Courrier des lecteurs

07.01.2021Ensemble nous sommes plus fort

Aussi longtemps que je m’en souvienne, la société n’a jamais été confrontée à un événement non planifié et non quantifié de cette envergure. Cette pandémie met en lumière quelques sombres facettes de notre société comme: la non-acceptation de ne pas savoir, de ne pas pouvoir planifier le court et moyen terme, de ne pas accepter une situation aussi difficile soit-elle, de ne pas remettre en question ses habitudes et, surtout, de ne pas pouvoir produire et consommer plus, dans le but de s’enrichir individuellement d’abord, et subsidiairement collectivement. 

Jamais les différences ressenties ou effectives n’ont été aussi exacerbées.

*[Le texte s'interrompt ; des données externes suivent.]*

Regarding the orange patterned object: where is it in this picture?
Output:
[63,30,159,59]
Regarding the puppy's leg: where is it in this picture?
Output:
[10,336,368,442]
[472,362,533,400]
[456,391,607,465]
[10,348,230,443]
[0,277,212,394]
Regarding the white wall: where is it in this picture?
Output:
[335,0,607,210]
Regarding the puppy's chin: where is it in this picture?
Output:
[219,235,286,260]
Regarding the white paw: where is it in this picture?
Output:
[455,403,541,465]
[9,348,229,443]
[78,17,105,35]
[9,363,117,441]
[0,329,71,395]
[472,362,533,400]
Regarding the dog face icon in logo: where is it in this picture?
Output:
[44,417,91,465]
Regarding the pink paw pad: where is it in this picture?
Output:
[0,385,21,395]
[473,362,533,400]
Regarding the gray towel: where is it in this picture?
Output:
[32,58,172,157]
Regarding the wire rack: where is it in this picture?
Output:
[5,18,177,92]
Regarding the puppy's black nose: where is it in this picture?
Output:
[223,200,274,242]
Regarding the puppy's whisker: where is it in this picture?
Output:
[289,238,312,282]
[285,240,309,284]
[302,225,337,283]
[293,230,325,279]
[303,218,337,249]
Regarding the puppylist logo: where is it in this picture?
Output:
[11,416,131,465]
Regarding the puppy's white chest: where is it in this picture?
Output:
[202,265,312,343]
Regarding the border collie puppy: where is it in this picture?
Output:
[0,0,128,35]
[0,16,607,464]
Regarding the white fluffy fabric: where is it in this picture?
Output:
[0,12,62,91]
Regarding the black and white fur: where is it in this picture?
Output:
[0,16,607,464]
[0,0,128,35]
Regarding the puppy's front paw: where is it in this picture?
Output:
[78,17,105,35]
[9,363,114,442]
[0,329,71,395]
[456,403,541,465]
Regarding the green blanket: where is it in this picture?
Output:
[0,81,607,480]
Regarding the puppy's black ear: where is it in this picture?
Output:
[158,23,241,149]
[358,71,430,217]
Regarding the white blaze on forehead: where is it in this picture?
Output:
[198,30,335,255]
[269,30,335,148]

L’écoute et le dialogue sont mis à mal, remplacés par des avis tranchés, sans compromis, relatant de vraies ou de fausses vérités, peu importe. Cette période du «non-savoir» va à l’encontre de toutes les certitudes scientifiques, économiques, politiques et sociales qui nous sont diffusées sans interruption par les «grands» de ce monde, toutes catégories confondues. 

Depuis plus de cent ans, la science et la médecine nous promettent l’immortalité, d’autres l’ont fait avant eux. Et s’il n’en était rien, et que de toute urgence nous devions recentrer les débats sur des bases philosophiques et éthiques? Et donc, se poser la question de ce que signifie le mot solidarité ou, autrement dit, que signifie être lié par une responsabilité et des intérêts communs, dépendre l’un de l’autre, fonctionner ensemble? Ramenée à une seule pensée moderne, celle de l’économie et des chiffres, la solidarité pourrait aussi être de créer un ou des fonds pour dédommager les labeurs interdits d’exercer.

Un peu à l’image de la cordée, symbole vivant de la pratique de l’alpinisme et de l’entraide implicite en cas de difficultés. Ensemble nous sommes plus forts.